Au début du XXe siècle, la famille
Hansen quitte sa Norvège d'origine pour s'installer à San Francisco. Au
cours des années qui suivent, autour de la mère qui dirige le clan avec
très peu de moyens, la famille connaît des joies, des peines et aspire
au bonheur, comme tout nouveaux américains...
Spécialistes
du divertissement hollywoodien le plus enlevé depuis ces débuts et ce
quel que soit le registre (comédie musicale avec Sur les ailes de la danse (1936), le film d'aventures pour Gunga Din (1939) et surtout la screwball comedy sur les géniaux Mariage Incognito (1938), Plus on est de fous (1943) ou La Justice des hommes
(1942)) George Stevens verra le ton de ses films évoluer vers une
tonalité plus dramatique après son expérience de la guerre. Engagé lors
de la Seconde Guerre mondiale dans les services cinématographiques de
l'armée américaine, Stevens filmera notamment le Débarquement en
Normandie mais également les premières images des horreurs des camps de
concentration avec la libération du camp de Dachau. Marqué durablement
par l'expérience, ses films futurs n'auront plus jamais l'insouciance de
ses premiers classiques, le plus marquant étant bien sûr le très sombre
revers du rêve américain montré avec Une Place au soleil (1951).

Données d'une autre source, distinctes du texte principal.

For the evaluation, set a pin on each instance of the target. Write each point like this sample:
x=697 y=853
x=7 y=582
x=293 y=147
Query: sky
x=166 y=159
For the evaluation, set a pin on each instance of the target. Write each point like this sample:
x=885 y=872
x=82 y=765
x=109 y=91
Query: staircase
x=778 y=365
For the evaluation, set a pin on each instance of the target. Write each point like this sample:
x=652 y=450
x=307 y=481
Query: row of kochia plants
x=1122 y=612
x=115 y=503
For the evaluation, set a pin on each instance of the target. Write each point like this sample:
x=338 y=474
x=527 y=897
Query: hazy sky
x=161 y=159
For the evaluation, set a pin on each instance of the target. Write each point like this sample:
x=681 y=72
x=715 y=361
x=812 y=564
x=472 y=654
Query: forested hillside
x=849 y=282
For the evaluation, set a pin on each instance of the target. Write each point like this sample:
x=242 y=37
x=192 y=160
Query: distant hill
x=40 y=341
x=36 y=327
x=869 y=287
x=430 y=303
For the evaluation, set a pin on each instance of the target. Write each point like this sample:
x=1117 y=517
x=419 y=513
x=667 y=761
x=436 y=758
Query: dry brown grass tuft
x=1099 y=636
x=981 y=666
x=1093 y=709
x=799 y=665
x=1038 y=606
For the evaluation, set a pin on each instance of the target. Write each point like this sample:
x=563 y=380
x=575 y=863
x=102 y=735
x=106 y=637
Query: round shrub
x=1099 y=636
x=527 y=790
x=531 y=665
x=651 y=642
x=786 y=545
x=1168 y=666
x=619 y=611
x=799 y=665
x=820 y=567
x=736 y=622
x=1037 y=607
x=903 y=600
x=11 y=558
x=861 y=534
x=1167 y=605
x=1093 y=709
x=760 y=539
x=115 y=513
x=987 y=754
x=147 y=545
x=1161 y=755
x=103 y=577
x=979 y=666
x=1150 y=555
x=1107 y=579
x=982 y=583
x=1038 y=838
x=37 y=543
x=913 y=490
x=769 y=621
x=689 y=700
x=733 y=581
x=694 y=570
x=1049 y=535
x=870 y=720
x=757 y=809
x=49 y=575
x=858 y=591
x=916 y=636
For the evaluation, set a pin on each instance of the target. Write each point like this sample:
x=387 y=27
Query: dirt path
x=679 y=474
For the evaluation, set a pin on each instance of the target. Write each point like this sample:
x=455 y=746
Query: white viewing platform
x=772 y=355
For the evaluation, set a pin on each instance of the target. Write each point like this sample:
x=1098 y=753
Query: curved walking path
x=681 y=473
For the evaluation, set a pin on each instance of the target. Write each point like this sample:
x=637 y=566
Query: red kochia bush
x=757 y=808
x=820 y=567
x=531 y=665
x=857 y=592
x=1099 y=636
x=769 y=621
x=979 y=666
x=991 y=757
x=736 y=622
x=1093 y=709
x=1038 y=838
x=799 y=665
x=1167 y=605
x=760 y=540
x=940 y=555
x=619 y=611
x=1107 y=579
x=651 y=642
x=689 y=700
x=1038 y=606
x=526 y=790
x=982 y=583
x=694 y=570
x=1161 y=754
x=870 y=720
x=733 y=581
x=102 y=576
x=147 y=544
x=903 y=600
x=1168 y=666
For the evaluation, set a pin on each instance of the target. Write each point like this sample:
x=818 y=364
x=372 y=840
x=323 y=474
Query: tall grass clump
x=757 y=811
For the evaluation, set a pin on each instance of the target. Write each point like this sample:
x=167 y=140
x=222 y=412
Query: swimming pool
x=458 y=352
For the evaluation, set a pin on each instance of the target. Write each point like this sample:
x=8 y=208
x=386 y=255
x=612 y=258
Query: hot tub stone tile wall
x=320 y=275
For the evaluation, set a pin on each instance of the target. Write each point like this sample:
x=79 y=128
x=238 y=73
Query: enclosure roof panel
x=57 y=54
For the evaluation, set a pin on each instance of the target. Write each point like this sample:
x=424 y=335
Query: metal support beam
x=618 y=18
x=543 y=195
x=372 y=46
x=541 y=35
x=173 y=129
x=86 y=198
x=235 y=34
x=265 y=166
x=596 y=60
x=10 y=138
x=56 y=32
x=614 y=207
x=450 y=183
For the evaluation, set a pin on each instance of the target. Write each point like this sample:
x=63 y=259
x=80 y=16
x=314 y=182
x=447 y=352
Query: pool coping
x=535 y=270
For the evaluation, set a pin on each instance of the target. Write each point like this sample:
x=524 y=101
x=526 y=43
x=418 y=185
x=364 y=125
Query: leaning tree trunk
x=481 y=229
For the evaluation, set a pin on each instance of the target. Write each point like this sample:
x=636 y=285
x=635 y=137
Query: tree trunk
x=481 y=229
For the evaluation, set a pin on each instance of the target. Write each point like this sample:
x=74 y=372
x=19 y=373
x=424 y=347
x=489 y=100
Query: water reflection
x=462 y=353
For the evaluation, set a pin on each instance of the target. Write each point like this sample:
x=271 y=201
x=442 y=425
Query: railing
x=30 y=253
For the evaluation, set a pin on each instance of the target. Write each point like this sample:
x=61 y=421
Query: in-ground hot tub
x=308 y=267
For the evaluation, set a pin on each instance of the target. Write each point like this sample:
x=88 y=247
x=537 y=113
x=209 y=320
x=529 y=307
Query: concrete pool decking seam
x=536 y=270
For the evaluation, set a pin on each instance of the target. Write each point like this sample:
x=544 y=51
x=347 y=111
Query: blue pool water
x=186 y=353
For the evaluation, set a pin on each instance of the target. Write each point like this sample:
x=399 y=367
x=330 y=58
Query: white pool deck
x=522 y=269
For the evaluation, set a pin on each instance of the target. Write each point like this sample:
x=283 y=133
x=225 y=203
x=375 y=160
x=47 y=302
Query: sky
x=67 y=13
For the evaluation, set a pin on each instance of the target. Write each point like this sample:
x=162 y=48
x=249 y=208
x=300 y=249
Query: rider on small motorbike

Avant de s'attaquer à ces sujets plus sérieux (dont une adaptation du
Journal d'Anne Frank en 1959), Stevens semble avec I Remember Mama
vouloir effectuer un retour vers un passé idéalisé et heureux, loin des
horreurs auxquelles il vient d'assister. Le film est l'adaptation du
roman Mama's Bank Account de
Kathryn Forbes, en partie autobiographique puis s'inspirant de son
enfance à San Francisco auprès de ses parents émigrants norvégiens. Plus
précisément, le film transpose l'adaptation théâtrale qui fut tirée du
livre à Broadway par John Van Druten.
Cela se ressent vraiment
dans construction du film, sans vraie intrigue linéaire mais plutôt
partagée en trois actes et moments nostalgiques mettant en valeur à
chaque fois sous un nouvel angle la bonté de cette famille et plus
précisément cette mère si aimante. La force du film est de créer une
émotion sincère dans la capture de l'anodin. Les caractères de cette
famille sont dépeints dans leur environnement modeste, la rigueur et la
bienveillance de Mama (Irene Dunne méconnaissable et vieillie par le
maquillage pour incarner cette matriarche), la nature rêveuse de Katrin (Barbara Bel Geddes),
l'obstination de sa sœur Christina (Peggy McIntyre), la sagesse du père
(Philip Dorn) ou encore l'attachement aux animaux de la cadette Dagmar
(June Hedin). De simples archétypes dans la scène d'ouverture où la
famille compte ses économies pour les échéances à venir, les personnages
prennent un tour de plus en plus attachant au fil des trois actes.
Dans
le premier Mama cherchera par tous les moyens à souhaiter bonne nuit à
la petite Dagmar hospitalisée et à laquelle on lui interdit le contact
avant le lendemain de son opération. On s'amuse des stratagèmes employés
par cette mère mais le comique s'estompe vite face à son angoisse puis à
cette scène d'une infinie tendresse où elle peut entonner sa berceuse,
cette aura maternelle s'avérant universelle face aux yeux captivés des
autres enfants de la chambre d'hôpital. Tout le film fonctionne ainsi,
célébrant l'abnégation et l'amour de Mama capable de tout surmonter
toutes les difficultés. Vu à travers le regard idéalisé de l'enfant,
Mama semble pouvoir ressusciter les chats, sacrifier ses objets les plus
précieux ou contribuer de manière surprenante à la carrière d'écrivain
de sa fille. Jamais niais ni gratuitement mélodramatique le scénario st
toujours authentique dans l'émotion, porté par une Irene Dunne habitée
de bout en bout.
Parallèlement le film dessine une vision plus
nuancée et amusée de cette communauté norvégienne expatriée avec ses
personnages hauts en couleurs, les trois tantes coincées et acariâtres
mais surtout l'Oncle Chris (Oskar Homolka dans un personnage inventé
pour la pièce) dont la présence tonitruante dissimule un même souci des
autres. Là aussi ces personnages naviguent du cliché comique et de la
caricature vers quelque chose de plus authentique avec les bonheurs du
mariage pour Trina (Ellen Corby), vieille fille à l'amour tardif. Même
des acteurs secondaires du récit dégagent cette même bonté en dépit
d'actes discutables comme le locataire Jonathan Hyde (Cedric Hardwicke)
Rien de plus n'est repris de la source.